To be sure, for the moment we only have one side’s story. USC has not publicly commented on the lawsuit beyond a statement in which it said that it, “has not received anything related to a lawsuit regarding Steve Sarkisian” and that, “should such a lawsuit be filed, USC does not comment on pending litigation.” Until USC responds or makes its own filing, Sarkisian may be winning the P.R. battle—especially because this is only the latest in years of turmoil at the school’s football program.
Drama at USC football, “has become run of the mill for the last five years, basically since Pete Carroll left,” says Ryan Abraham, the publisher of USC news site USCfootball.com. “There have been so many crazy stories. It’s almost a daily thing, and you just get tired of it.” After Carroll left to coach the NFL’s Seattle Seahawks in 2010, the hiring of Lane Kiffin as head coach was controversial. Sarkisian’s appointment as head coach in 2014 was again controversial. “People felt like, if you fired Kiffin, why are you hiring Sark, who’s the same guy but with a better personality? And a drinking problem,” Abraham recalls.
Abraham, a plugged-in USC insider, believes any remaining support for Sarkisian will go away now that he is suing the school, but that support for Haden will dissolve along with it. “Different alumni are mad about different things,” he says. Some, for example, are still angry that Haden did not sufficiently fight the NCAA over its sanctions against the school in 2010 for violations related to running back Reggie Bush. “This has to be the last straw, really. I can’t picture Haden sticking around much longer. They’re not going to fire him, they’ll let him ride off into the sunset. But if he doesn’t retire within the next four weeks, I’ll be shocked.”
After USC fired Sarkisian, many in the press called for the school to also fire Haden, who sat on the board of trustees until 2010 and was a member of the inaugural College Football Playoff selection committee (he stepped down in October). There were questions over how much Haden knew about Sarkisian’s condition and whether he did enough to help (or in some way handle) it. “It’s time for Pat Haden to go,” wrote USA Today. A San Francisco Chronicle headline read, “Maybe USC’s next fire should be Pat Haden.” Sarkisian’s legal complaint, in which Haden figures prominently, will add to the scrutiny.

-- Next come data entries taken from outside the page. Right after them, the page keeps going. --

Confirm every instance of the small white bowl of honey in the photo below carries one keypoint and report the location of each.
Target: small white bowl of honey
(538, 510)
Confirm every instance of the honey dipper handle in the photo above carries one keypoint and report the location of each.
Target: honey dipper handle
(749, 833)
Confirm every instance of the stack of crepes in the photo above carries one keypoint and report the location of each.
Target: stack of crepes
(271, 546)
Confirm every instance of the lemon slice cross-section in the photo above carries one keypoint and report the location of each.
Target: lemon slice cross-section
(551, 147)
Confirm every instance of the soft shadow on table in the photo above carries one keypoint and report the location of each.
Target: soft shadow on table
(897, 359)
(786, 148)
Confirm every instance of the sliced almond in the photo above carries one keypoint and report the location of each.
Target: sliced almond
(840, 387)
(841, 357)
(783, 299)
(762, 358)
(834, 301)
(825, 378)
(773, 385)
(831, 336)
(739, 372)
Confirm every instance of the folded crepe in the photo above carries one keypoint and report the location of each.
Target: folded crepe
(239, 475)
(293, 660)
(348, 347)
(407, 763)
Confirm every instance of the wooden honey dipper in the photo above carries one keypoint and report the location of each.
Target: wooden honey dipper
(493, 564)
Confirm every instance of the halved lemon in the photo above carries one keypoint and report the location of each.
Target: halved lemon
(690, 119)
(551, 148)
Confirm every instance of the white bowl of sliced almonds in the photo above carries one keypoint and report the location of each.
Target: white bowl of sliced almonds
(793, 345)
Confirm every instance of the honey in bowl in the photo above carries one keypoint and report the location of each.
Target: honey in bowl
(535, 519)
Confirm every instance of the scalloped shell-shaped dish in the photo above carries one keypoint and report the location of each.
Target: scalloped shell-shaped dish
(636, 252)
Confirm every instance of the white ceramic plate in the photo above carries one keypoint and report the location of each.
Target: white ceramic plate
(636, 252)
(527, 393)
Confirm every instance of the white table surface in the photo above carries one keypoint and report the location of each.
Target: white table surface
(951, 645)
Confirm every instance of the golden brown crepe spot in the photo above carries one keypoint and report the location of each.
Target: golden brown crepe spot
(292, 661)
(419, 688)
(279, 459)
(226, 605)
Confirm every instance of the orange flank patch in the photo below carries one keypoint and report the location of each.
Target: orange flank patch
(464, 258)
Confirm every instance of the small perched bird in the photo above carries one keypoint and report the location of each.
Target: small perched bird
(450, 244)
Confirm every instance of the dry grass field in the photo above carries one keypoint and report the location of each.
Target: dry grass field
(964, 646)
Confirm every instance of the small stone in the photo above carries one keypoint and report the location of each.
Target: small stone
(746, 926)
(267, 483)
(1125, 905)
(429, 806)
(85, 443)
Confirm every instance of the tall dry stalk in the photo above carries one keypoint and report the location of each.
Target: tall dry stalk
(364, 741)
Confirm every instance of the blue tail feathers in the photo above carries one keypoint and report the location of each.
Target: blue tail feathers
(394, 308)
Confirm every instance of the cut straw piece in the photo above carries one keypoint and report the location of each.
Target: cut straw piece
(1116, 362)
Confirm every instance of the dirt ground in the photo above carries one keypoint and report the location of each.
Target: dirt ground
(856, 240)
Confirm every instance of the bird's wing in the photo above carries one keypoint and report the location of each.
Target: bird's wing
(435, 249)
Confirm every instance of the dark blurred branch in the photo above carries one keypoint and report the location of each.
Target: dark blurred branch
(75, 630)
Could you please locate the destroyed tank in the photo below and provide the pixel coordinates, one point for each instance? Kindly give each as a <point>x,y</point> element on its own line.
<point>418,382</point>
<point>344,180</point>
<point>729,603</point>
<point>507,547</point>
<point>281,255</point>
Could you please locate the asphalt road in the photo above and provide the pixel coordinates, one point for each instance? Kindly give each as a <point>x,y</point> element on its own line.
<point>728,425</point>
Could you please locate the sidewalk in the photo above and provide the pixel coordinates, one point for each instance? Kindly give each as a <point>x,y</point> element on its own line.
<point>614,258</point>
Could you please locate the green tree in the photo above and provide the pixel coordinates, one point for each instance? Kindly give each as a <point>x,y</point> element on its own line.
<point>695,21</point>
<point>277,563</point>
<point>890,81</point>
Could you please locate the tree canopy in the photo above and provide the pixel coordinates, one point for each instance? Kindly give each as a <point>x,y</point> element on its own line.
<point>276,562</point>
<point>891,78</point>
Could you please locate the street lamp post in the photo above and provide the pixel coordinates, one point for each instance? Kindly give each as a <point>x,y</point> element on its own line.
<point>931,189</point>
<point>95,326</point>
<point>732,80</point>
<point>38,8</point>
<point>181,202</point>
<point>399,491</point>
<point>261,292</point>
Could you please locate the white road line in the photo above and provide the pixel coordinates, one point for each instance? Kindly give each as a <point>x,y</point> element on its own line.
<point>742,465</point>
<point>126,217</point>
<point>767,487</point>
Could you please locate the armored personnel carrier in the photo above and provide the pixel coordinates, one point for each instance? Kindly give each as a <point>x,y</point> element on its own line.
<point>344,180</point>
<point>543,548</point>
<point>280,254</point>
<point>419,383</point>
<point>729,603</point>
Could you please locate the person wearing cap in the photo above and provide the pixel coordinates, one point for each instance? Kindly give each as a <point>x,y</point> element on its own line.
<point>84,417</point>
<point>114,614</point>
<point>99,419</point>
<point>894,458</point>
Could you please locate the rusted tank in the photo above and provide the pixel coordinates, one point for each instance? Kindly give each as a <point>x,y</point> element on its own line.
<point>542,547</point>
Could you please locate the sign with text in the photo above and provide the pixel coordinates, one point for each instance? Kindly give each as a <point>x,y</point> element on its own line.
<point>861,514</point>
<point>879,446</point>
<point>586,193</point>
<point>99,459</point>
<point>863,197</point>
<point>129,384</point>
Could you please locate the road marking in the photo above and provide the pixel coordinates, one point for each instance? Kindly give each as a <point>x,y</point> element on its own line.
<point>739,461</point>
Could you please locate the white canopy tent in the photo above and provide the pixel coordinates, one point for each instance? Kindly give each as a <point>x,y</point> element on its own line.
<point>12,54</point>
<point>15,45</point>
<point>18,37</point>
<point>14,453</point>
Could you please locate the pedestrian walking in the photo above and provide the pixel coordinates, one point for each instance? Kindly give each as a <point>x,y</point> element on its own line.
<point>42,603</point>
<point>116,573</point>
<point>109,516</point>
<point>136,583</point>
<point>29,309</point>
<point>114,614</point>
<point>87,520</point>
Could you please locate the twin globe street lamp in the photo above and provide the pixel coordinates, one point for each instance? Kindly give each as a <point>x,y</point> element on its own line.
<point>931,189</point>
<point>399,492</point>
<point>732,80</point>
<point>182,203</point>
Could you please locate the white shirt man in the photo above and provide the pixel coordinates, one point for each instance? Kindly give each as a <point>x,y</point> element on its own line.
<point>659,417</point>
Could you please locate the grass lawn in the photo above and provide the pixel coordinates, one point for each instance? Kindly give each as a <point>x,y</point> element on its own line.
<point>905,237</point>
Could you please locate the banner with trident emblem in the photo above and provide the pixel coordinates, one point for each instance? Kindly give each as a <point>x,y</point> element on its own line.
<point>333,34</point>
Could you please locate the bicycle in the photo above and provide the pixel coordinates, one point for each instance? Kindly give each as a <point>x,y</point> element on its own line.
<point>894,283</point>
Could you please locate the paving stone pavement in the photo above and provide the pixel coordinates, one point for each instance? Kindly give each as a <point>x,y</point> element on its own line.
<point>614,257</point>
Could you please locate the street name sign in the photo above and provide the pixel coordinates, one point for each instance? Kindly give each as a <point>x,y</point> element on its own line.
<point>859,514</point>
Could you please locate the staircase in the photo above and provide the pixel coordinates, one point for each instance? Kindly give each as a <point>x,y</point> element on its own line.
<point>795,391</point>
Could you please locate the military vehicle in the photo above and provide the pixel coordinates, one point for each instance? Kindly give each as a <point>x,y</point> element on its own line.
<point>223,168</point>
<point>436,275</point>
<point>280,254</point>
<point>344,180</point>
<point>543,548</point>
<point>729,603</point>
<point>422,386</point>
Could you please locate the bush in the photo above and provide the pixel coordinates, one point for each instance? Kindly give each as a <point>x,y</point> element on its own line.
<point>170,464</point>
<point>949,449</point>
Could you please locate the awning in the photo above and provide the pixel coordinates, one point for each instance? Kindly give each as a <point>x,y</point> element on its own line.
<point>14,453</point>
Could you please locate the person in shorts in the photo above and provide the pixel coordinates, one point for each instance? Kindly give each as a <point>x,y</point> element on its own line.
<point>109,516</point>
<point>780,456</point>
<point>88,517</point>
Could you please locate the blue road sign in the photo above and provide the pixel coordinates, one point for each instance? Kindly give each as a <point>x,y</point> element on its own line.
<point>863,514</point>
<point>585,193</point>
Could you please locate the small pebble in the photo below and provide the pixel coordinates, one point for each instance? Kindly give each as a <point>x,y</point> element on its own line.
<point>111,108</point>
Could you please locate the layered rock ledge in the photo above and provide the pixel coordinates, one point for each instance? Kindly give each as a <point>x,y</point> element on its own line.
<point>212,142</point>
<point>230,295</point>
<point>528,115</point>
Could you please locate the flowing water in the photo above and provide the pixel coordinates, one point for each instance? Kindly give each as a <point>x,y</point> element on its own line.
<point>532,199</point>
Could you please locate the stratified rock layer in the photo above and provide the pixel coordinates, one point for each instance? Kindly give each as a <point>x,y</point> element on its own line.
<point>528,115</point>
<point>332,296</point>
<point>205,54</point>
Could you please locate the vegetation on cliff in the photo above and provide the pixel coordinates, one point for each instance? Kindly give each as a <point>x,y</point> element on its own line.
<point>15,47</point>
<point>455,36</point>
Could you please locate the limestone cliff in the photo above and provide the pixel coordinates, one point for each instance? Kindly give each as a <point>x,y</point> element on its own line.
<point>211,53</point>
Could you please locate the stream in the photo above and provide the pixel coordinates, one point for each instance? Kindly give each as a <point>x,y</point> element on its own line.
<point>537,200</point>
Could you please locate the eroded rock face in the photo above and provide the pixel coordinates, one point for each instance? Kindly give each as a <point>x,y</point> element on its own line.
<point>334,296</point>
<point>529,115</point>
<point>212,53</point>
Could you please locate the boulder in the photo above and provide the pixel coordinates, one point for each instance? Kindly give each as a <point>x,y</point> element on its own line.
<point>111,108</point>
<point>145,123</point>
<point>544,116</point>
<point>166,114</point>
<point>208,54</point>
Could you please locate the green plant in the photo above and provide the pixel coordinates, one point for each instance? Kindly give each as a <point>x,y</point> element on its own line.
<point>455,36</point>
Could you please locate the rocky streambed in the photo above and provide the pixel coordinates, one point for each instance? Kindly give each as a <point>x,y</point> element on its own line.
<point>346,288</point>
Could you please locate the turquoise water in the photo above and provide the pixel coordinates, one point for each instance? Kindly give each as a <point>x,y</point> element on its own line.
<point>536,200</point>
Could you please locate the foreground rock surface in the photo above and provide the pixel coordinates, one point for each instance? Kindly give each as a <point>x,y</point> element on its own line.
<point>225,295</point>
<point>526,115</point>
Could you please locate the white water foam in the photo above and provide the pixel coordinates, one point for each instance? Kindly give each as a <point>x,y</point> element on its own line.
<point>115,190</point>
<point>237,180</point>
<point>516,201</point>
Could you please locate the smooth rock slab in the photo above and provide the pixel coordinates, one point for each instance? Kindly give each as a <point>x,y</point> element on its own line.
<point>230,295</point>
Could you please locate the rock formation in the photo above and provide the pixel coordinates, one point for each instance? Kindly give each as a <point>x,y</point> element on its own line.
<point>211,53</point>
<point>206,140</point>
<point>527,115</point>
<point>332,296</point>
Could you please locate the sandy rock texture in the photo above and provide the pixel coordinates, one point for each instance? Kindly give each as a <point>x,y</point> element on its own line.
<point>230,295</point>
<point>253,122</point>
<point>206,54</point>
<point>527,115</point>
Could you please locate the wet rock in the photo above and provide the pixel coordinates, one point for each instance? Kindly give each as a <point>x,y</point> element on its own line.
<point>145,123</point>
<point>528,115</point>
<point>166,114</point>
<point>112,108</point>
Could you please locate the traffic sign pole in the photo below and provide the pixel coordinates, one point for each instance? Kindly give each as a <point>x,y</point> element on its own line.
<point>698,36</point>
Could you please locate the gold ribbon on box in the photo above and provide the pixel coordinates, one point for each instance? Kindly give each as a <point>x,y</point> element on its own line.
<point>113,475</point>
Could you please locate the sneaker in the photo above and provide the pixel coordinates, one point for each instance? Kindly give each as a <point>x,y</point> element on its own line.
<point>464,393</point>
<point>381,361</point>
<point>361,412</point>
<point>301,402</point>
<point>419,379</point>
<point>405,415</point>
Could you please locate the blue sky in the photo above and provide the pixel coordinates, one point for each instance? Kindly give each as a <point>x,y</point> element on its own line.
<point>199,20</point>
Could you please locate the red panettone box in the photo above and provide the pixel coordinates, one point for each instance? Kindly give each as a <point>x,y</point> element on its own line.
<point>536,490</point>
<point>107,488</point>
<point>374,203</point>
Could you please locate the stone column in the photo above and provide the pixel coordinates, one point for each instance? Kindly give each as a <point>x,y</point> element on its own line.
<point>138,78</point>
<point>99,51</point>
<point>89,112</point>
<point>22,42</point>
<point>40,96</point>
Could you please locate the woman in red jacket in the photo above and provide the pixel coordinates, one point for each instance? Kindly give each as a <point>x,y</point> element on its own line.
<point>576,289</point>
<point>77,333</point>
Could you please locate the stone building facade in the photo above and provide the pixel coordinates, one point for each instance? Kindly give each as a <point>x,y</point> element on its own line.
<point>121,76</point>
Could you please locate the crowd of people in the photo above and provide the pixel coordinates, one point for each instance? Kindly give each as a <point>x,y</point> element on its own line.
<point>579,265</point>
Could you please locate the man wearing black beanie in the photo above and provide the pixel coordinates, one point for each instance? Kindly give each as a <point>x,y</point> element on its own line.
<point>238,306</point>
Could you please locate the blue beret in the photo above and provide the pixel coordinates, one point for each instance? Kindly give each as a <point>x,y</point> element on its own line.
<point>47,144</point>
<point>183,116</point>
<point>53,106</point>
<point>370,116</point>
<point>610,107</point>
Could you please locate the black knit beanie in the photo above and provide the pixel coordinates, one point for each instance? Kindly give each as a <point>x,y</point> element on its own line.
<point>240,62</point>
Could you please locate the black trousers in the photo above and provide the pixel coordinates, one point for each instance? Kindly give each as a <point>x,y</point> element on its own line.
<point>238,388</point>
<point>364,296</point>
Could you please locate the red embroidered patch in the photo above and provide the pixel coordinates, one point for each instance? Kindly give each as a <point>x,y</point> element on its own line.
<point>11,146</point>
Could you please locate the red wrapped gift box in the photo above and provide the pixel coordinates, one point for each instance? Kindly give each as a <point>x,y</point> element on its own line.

Whether or not Sarkisian’s lawsuit proves to be a black eye for the school, some alumni still say all that matters is on-field results. If you ask alumnus Aaron Baygell, a former athletics chairman of the USC Alumni Club of New York, fans will ignore negative press and scandals—and maybe even a drunk coach at a team event—if the team is winning games.
“Coaches don’t go to USC to lose football games,” says Baygell. “The alumni expect results. I don’t want to say that alcohol is entrenched within the school’s football culture, but, when you hear stories [about Sarkisian’s alcoholism], you just think, ‘Okay, can you do that and also be a good football coach?’ If you’re winning, people may overlook all the other stuff.”
UPDATE (8:15 pm ET): USC has issued a new statement in response to Sarkisian’s lawsuit:
“Much of what is stated in the lawsuit filed today by Steve Sarkisian is patently untrue. While the university does not as a matter of practice comment on personnel matters or litigation, the record will show that Mr. Sarkisian repeatedly denied to university officials that he had a problem with alcohol, never asked for time off to get help, and resisted university efforts to provide him with help. The university made clear in writing that further incidents would result in termination, as it did. We are profoundly disappointed in how Mr. Sarkisian has mischaracterized the facts and we intend to defend these claims vigorously.”